Vietnamese, Thai or Japanese

These restaurants are great because they use very little oil in their cooking to begin with. You can order any type of dish with no egg and no oil and it's likely to be low fat. You can also order a spring roll, just make sure it's not fried. Japanese restaurants also cook many items without oil or margarine. Sushi places can be ideal, as long as you order the less-fattening items on the menu. I recommend the California roll minus avocados or mayonnaise. However, be careful because some sushi can be extremely high in fat, such as eel and ahi tuna.

Steak House

At a steak restaurant, ask for a large dinner salad without cheese or croutons and a baked potato with yogurt or Dijon mustard. Most of these restaurants offer grilled chicken on the menu. When ordering chicken, ask that it be prepared using no oil and with all of the fat trimmed. Usually, shrimp or lobster is okay to order. If you want to eat steak, then order only one. My suggestion is to get a smaller cut of filet (6 ounces is a good size) and have the chef butterfly it (where it is cut down the middle) and this will help get rid of some of the fat while it is being grilled.

Fast Food

There is very little nutritional value in fast food. It hits you with a horde of calories that are basically sugar and fat without any fiber or vitamins. Don't be fooled into thinking that fast-food chicken is better than hamburgers. A single fried chicken nugget contains an entire tablespoon of mostly saturated fat. Fast-food chicken sandwiches have as much fat as hamburgers. As for fried chicken, the original healthful piece is soaked in so much oil that the fat has seeped down to the bone. If you must eat at a fast-food restaurant, try to go vegetarian. Go for a baked potato.

Pizza Parlor

At a pizza restaurant, order a pizza with peppers, mushrooms onions, shrimp and chicken if available, with no cheese. This alone will save you a tremendous number of calories.
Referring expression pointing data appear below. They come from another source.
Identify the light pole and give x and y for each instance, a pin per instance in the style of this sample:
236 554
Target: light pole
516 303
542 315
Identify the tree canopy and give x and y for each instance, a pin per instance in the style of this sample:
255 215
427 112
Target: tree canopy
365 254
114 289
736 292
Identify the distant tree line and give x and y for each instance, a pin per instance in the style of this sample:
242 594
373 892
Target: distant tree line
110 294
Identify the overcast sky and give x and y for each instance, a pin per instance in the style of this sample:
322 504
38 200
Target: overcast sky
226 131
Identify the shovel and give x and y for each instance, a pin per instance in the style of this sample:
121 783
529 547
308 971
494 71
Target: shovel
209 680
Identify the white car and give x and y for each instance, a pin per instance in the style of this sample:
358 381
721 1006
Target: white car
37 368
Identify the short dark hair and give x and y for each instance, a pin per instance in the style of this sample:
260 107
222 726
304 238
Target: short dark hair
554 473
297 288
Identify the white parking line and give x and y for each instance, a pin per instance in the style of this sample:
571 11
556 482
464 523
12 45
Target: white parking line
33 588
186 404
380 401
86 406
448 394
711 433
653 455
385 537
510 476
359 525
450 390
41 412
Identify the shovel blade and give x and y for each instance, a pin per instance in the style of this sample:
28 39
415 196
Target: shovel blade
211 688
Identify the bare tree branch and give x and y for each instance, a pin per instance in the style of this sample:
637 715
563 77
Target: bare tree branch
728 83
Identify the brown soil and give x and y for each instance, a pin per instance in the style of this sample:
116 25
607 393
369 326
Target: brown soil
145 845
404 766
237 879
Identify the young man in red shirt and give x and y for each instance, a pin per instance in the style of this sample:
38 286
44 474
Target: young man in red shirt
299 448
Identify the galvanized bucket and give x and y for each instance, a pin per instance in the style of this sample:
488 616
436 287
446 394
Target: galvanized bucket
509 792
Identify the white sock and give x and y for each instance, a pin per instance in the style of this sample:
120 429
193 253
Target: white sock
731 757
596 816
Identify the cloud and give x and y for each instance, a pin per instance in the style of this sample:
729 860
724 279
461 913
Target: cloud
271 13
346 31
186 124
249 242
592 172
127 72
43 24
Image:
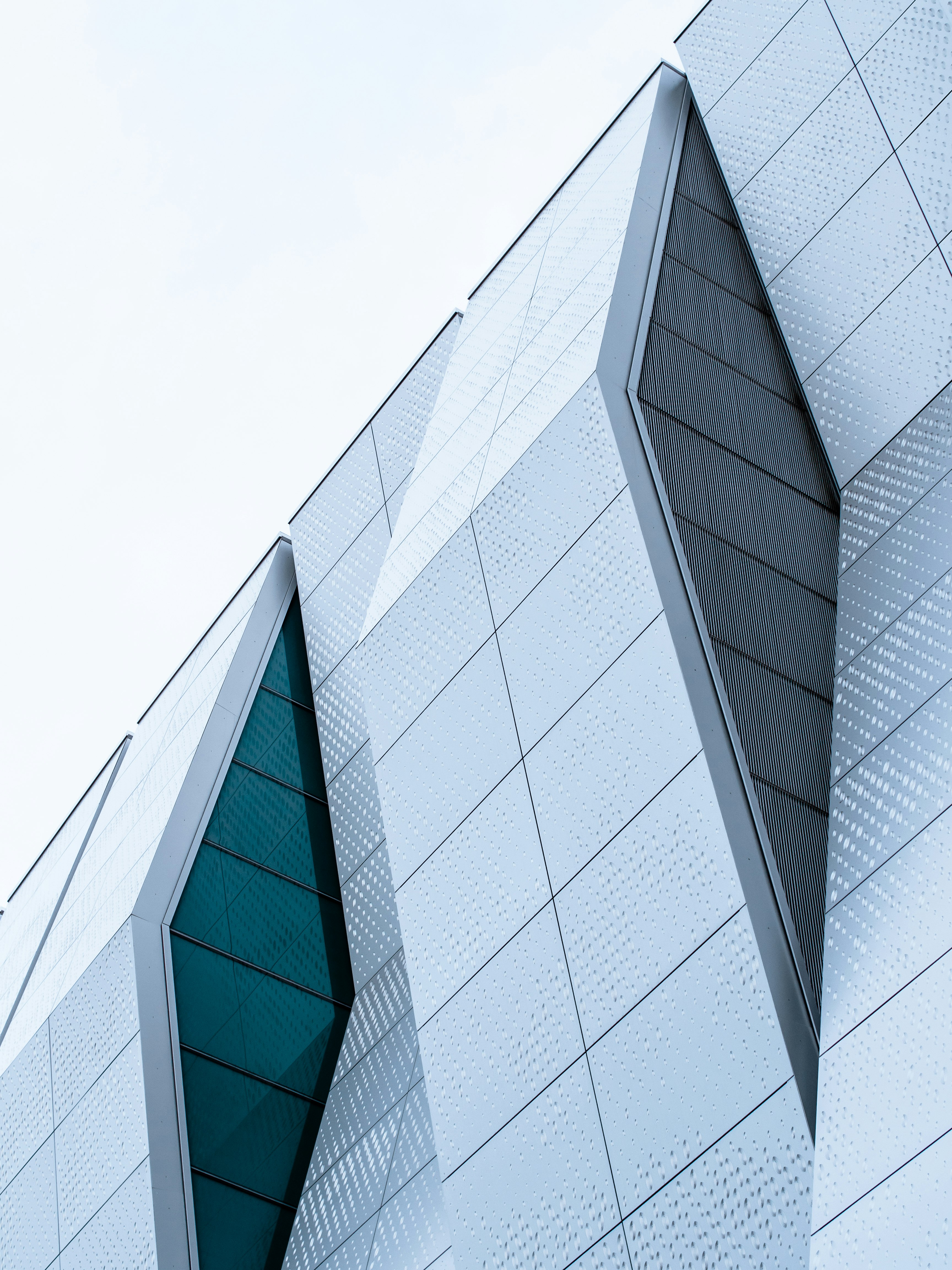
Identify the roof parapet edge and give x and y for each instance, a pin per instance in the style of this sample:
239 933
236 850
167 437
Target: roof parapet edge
428 346
574 168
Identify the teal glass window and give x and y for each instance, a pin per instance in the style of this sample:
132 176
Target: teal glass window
262 972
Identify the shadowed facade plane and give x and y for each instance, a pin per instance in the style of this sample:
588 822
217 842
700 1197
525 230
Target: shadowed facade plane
541 860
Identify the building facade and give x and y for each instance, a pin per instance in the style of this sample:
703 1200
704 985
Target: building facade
542 859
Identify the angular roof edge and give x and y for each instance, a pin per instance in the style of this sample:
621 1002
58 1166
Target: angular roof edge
692 21
574 168
372 416
116 751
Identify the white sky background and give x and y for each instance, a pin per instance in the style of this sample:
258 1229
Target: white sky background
228 229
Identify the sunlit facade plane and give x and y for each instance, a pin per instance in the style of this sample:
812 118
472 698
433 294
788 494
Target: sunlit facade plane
542 860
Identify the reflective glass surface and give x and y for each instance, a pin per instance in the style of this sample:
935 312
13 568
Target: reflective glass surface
263 981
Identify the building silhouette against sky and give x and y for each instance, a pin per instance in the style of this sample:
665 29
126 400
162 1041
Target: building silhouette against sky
545 859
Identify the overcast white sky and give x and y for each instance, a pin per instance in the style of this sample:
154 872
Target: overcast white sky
228 230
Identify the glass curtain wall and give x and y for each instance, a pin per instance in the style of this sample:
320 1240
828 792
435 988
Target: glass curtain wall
263 983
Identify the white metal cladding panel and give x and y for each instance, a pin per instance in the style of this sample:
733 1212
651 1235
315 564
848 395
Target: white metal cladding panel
441 620
905 1221
94 1023
28 1217
26 1105
898 1058
82 1072
502 1039
101 1142
728 1057
801 135
541 1191
656 925
744 1203
645 902
32 905
800 66
369 1193
108 879
122 1234
346 501
889 924
525 348
473 895
544 504
400 423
American Chain Restaurants

Actually, these restaurants have become very accessible. Most of them carry grilled chicken, grilled shrimp, brown rice, black beans, salads, fat-free dressing and steamed vegetables.


At cafeterias, it's best to go vegeterian. Most of the meats offered at cafeterias are soaked in oil or butter, as are the vegetables. Your safest choices are going to be straight dinner salads with the dressing on the side. Avoid all casseroles.

Greasy Spoon

If you're eating breakfast, order five to seven hard-boiled or poached eggs without the yolks, a bowl of oatmeal and dry toast. You can special order a grilled white meat item and ask that the vegetables not be sauteed, fried or buttered.